California just signed a new bill that will eliminate the money bail system by October 2019. SB 10, has bail bondsmen around the state in a frenzy. They are against the bill because it threatens their overall business model and livelihood. “Risk assessment” will now be the new bail guidelines for court.
“Those who are deemed “low-risk” would be released with the least restrictive non-monetary conditions possible, while “medium-risk” and “high-risk” defendants could be held awaiting trial.” (Sac Bee)
Every person who is arrested has a bond. From petty theft to murder. The current bail systems allows the bail bondsman to act like a broker/bounty-hunter to ensure the courts get paid and the people appear.
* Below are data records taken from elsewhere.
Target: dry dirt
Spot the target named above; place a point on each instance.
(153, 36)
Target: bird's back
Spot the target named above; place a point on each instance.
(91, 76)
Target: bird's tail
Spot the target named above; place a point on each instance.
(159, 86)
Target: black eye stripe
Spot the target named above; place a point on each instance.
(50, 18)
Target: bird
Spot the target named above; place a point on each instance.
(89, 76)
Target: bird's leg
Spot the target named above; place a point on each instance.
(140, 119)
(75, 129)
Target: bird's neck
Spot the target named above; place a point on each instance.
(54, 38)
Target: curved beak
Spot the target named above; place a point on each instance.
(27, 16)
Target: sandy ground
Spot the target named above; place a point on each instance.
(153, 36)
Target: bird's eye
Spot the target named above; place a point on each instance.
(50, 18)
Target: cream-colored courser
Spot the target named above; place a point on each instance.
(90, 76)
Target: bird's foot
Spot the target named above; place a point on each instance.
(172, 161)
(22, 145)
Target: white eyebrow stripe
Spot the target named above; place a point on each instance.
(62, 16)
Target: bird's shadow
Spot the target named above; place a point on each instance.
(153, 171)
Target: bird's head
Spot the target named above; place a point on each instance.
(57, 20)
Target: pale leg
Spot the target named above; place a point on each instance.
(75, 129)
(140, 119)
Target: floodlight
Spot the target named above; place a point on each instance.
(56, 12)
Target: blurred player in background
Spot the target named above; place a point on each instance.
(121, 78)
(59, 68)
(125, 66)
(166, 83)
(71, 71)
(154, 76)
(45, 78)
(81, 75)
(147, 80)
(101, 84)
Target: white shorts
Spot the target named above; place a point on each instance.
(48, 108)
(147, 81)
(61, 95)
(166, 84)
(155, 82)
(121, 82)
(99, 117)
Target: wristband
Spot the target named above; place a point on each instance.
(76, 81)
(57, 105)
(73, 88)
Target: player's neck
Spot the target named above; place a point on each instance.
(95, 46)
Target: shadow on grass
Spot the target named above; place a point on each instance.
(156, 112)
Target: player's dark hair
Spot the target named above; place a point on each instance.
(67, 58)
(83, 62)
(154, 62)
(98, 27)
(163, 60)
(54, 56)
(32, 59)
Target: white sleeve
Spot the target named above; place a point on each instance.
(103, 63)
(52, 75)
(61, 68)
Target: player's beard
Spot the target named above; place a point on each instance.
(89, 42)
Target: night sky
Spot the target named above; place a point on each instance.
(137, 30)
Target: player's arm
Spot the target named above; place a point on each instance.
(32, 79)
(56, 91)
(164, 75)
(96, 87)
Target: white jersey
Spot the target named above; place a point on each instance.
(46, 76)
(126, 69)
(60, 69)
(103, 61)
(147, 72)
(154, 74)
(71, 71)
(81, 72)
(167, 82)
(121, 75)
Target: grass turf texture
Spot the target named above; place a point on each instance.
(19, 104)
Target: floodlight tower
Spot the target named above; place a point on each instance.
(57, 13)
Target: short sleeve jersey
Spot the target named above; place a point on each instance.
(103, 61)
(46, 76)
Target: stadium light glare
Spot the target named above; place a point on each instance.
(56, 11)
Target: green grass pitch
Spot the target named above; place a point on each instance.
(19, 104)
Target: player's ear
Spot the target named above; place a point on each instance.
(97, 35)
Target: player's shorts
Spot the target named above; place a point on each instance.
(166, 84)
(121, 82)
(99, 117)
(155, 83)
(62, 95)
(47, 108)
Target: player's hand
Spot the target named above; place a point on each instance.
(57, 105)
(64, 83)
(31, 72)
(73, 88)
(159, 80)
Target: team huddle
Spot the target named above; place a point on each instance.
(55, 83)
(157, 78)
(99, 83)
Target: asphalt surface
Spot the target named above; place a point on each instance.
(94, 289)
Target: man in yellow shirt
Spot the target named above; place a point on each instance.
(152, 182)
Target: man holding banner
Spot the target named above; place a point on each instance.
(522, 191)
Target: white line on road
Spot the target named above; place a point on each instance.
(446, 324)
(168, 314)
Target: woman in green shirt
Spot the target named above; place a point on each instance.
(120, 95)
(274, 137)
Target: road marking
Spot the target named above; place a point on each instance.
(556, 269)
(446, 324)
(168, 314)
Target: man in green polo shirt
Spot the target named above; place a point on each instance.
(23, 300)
Sometimes, families have to put up collateral such as their houses.
The problem with the current system is usually those who can not post bail, are forced to endure the treacherous bouts of prison and backlogged courts for minor offenses and crimes they may or may not have committed.
Kalief Browder is a sad reminder of the current bail system and what this court system does to young, Black-men. Kalief sat in Riker’s Island, a New York prison, for 3-years after being accused of stealing a backpack.
Eventually, all charges against him were dropped. Every time Kalief went to court, the prosecution said they needed more time and his court dates were rescheduled. To the courts and lawyers, it’s just a court date. For these young men, it is a life that is stolen and hell on earth they must endure.
Kalief’s trial was backlogged due to the number of cases that the Bronx District Attorney’s office has. In the year that Kalief was arrested, the Bronx District Attorney’s office had 5,695 felony cases that needed to go to trial.
People have made comments online alluding to the idea that this would be a “get out of jail free card for serious offenders.” However, Judges will have pure discretion over who gets out of jail. As we know, this will still disproportionally affect poor people of color and give passes to those who have the ‘complexion for the protection.’